“Ustmaniyah selama dua bulan melakukan pengepungan dan blokade terhadap Wina. Kedua belah pihak sama-sama kelaparan sampai-sampai memakan kucing dan tikus. Menjelang kemenangan Ustmaniyah, tanpa diketahui, puluhan ribu tentara Kristen Eropa hendak datang memberikan bantuan.”
–O–
Begitu mendengar berita tentang pasukan Ustmaniyah (Ottoman) yang mendekat ke Wina, Kaisar Habsburg, Leopold I, dan orang-orang istananya, melarikan diri disertai 60.000 warga Wina lainnya. Kaisar Leopold meninggalkan Wina pada 7 Juli 1683 menuju ke Linz (sekarang Austria di sisi Sungai Danube) dan Passau (sekarang Jerman, di sisi Sungai Danube).[1] Pada waktu yang bersamaan, ketika orang-orang melarikan diri dari Wina, puluhan ribu petani lokal dari sekitar kota justru berhamburan memasuki dinding kota untuk perlindungan. Di balik dinding kota, prajurit yang bersiap untuk mempertahankan kota hanya berjumlah 15.000 orang, sekitar sepersepuluhnya pasukan Ottoman.[2]
Pada 15 Juli, selang satu hari setelah kedatangan pasukan Ottoman, Wina telah dikepung dan diblokade. Sejak hari itu sampai dua bulan ke depan, Wina terus menerus diserang oleh senjata api Ottoman. Selama proses itu, Ottoman memusatkan serangan mereka ke dinding kota yang berada di antara Burg Bastion dan Löbl Bastion. Namun, tidak seperti pada tahun 1529 ketika di masa Sultan Suleiman, kali ini Ottoman tidak memiliki senjata artileri berat. Bagaimanapun, 130 pucuk senjata lapangan (field guns) – sejenis meriam namun dengan ukuran yang lebih kecil sehingga mudah untuk dipindah-pindahkan – milik Ottoman tidak memadai untuk melawan 260 meriam dan mortir milik pasukan pertahanan kota Wina. Tetapi, pasukan Wina pun sebenarnya kekurangan amunisi, yang mana cukup menjelaskan kenapa mereka hanya menembakkan satu atau dua tembakan per harinya selama pengepungan terjadi.[3]

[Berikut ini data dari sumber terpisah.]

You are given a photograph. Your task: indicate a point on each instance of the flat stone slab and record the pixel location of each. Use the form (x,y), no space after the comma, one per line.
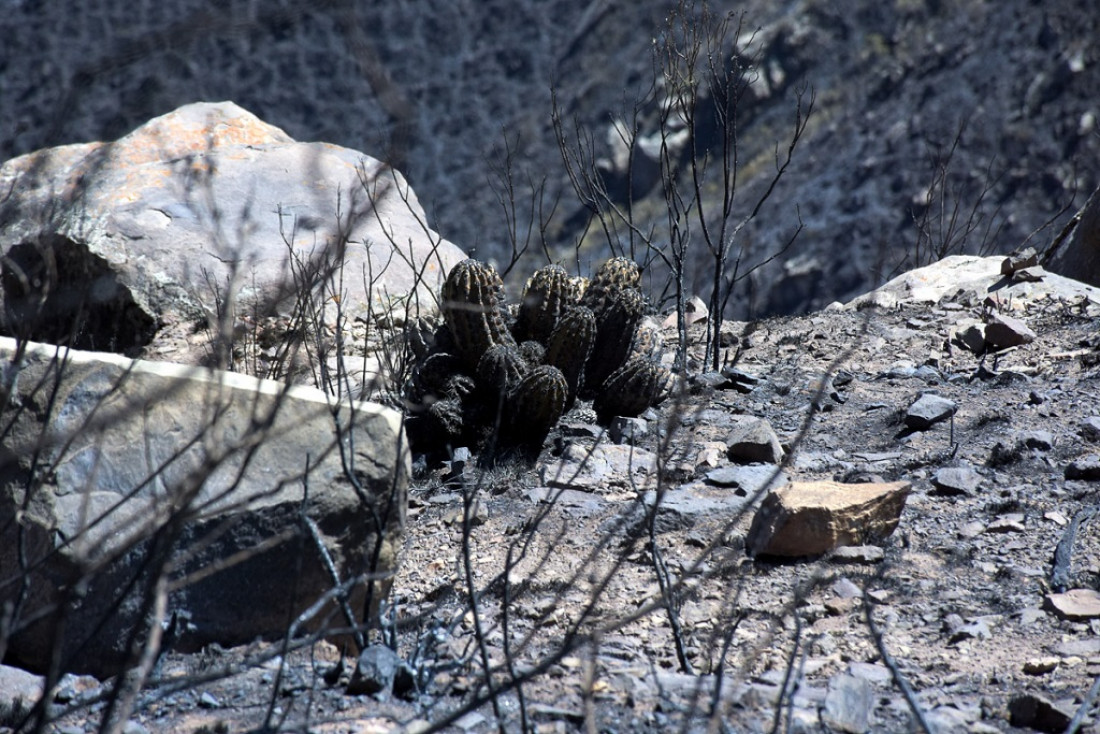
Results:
(810,518)
(116,472)
(1075,604)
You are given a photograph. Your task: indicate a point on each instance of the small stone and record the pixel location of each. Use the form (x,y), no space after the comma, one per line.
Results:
(747,479)
(754,440)
(871,671)
(1040,440)
(848,704)
(927,411)
(1078,647)
(1021,260)
(1031,615)
(627,430)
(19,691)
(867,555)
(1034,711)
(1075,604)
(975,630)
(953,481)
(1029,275)
(1087,469)
(809,518)
(846,589)
(1003,331)
(1010,523)
(971,337)
(374,671)
(1041,666)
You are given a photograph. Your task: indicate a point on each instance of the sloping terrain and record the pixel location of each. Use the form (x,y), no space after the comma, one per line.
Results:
(993,100)
(568,573)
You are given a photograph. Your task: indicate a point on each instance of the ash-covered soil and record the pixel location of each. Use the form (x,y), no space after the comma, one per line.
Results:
(597,613)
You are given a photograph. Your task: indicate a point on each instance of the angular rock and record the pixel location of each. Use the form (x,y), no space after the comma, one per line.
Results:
(971,336)
(201,203)
(809,518)
(627,430)
(1090,428)
(1003,331)
(848,704)
(1075,604)
(19,691)
(754,440)
(113,469)
(927,411)
(375,670)
(971,277)
(1087,469)
(953,481)
(1021,260)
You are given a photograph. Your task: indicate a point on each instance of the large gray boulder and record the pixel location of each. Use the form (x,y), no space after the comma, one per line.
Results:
(199,210)
(227,496)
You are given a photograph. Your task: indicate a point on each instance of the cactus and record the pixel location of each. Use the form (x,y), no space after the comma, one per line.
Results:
(471,302)
(547,295)
(474,375)
(536,405)
(570,346)
(615,329)
(630,390)
(614,276)
(499,371)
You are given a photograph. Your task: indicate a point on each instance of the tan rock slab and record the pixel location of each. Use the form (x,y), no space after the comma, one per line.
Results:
(809,518)
(1076,604)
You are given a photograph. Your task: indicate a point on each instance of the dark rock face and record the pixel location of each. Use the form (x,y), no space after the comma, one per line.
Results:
(409,81)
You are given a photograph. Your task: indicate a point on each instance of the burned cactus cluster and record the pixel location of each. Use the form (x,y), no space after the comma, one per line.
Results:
(498,380)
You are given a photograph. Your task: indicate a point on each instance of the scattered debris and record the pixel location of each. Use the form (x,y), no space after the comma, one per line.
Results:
(809,518)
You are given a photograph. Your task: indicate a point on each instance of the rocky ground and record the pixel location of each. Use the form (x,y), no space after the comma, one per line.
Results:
(955,610)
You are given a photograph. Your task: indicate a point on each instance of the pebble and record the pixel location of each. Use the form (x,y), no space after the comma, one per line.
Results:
(927,411)
(747,479)
(1003,331)
(1087,469)
(1034,711)
(1090,428)
(848,704)
(627,430)
(754,440)
(374,671)
(846,589)
(1040,440)
(1075,604)
(1041,666)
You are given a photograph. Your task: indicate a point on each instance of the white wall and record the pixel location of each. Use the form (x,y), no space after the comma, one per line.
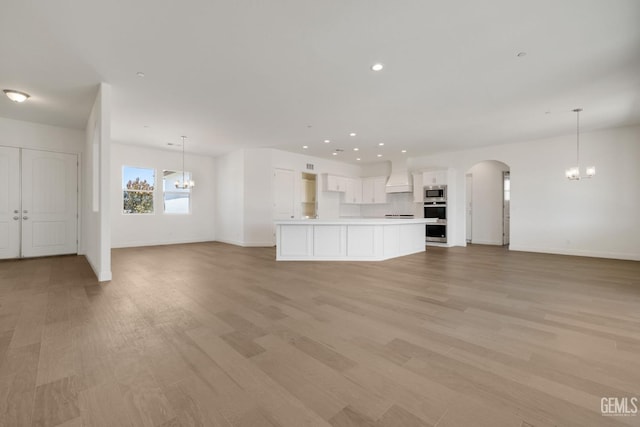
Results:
(596,217)
(229,198)
(16,133)
(160,228)
(96,223)
(244,192)
(488,195)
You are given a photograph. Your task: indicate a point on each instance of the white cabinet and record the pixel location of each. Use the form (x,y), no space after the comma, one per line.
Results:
(353,191)
(418,187)
(334,183)
(373,190)
(435,178)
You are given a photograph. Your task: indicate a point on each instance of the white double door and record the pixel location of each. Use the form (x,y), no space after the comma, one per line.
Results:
(38,203)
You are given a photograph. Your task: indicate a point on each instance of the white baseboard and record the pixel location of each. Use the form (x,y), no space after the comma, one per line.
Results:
(247,244)
(487,242)
(137,244)
(577,252)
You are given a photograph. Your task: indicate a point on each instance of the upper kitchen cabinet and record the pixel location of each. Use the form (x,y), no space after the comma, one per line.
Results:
(434,178)
(353,191)
(334,183)
(373,190)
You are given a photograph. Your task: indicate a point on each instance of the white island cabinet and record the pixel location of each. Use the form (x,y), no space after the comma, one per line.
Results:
(349,239)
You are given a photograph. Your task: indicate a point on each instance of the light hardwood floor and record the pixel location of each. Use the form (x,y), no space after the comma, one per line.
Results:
(211,334)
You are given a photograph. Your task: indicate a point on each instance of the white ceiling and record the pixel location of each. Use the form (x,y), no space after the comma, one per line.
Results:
(287,73)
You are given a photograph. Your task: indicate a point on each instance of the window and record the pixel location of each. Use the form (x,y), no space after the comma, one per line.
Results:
(137,190)
(176,200)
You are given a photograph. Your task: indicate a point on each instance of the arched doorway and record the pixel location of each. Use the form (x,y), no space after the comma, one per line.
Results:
(488,195)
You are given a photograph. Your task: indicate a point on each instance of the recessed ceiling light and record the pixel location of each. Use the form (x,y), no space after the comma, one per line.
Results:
(16,95)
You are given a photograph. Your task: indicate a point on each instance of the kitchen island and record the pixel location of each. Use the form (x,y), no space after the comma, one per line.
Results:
(350,239)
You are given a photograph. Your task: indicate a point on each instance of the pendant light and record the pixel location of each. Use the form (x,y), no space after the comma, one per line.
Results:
(184,184)
(573,173)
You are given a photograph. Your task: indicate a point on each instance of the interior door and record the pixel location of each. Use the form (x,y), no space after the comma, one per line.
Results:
(49,203)
(9,202)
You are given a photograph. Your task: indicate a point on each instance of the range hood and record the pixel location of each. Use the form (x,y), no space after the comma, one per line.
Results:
(400,181)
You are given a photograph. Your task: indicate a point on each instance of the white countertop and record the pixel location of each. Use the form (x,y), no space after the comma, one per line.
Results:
(356,221)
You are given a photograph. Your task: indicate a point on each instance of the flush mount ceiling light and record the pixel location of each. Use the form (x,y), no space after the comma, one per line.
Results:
(16,95)
(184,184)
(573,173)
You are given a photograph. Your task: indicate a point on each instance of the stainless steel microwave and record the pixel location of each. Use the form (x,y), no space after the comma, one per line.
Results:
(435,193)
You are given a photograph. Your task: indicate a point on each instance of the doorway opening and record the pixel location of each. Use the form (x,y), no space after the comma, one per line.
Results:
(487,204)
(38,203)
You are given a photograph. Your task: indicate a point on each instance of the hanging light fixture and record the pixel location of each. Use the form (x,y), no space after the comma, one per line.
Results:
(184,184)
(573,173)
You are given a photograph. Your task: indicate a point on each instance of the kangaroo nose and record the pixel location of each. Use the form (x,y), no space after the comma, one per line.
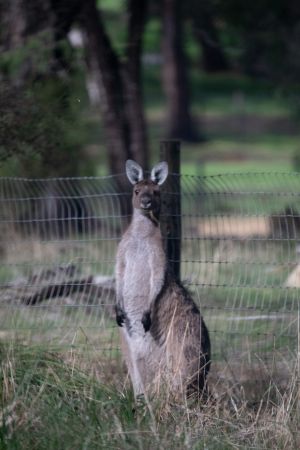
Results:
(146,204)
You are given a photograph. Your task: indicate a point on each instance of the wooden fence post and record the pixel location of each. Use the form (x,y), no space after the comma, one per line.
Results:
(171,204)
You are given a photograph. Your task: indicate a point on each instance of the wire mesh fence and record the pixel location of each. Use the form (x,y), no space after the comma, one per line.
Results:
(239,256)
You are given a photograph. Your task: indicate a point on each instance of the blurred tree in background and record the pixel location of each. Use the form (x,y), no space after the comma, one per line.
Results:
(45,110)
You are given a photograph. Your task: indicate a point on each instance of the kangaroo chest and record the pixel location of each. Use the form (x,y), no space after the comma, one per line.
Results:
(144,274)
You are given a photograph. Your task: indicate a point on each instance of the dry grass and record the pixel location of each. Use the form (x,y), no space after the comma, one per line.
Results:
(79,400)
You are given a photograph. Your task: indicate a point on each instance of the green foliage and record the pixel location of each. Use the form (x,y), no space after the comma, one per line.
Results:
(42,124)
(52,401)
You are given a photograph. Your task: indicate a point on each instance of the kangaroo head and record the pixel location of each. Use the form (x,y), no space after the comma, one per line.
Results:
(146,192)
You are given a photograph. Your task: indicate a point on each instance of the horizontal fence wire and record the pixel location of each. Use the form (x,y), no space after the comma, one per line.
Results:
(240,255)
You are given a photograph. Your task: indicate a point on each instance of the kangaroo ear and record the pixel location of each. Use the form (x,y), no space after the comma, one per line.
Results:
(134,171)
(159,173)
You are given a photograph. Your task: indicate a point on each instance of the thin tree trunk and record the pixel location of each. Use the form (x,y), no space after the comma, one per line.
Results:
(132,81)
(108,75)
(213,58)
(179,121)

Untuk menyiasatinya, Ottoman kini menggunakan prajurit yang ahli dalam serangan bawah tanah, yakni dengan cara menggali terowongan kecil dan kemudian meledakkan tembok dari bawah tanah. Namun pasukan Wina bersikeras bertahan, mereka melakukan serangan bawah tanah balasan, memperbaiki tembok, dan menghentikan penerobosan.[4] Perwira yang diberi tanggung jawab atas pertahanan memerintahkan agar setiap prajurit yang ditemukan tertidur di posnya harus ditembak di tempat. Ini mungkin tampak tidak bermoral, tapi secara efektif dapat membuat para prajurit menjadi lebih waspada.[5]
Selama proses ini, pasukan dan penduduk kota Wina mulai kehabisan makanan dan air bersih, sehingga mereka mulai memakan apa saja yang bisa dimakan, termasuk kucing dan tikus. Dilaporkan, setengah dari pasukan pertahanan di dinding kota telah tewas dalam proses pengepungan ini. Sementara itu, di luar dinding, semangat pasukan Ottoman juga menurun karena kemenangan cepat yang mereka harapkan tidak juga kunjung datang. Meskipun tidak sampai memakan tikus, tetapi persediaan makanan mereka juga mulai habis, dan terlebih, dengan musim dingin yang sudah semakin mendekat, mereka membutuhkan kemenangan yang cepat. Selama proses pengepungan, sekitar 20.000 pasukan Ottoman telah tewas.[6]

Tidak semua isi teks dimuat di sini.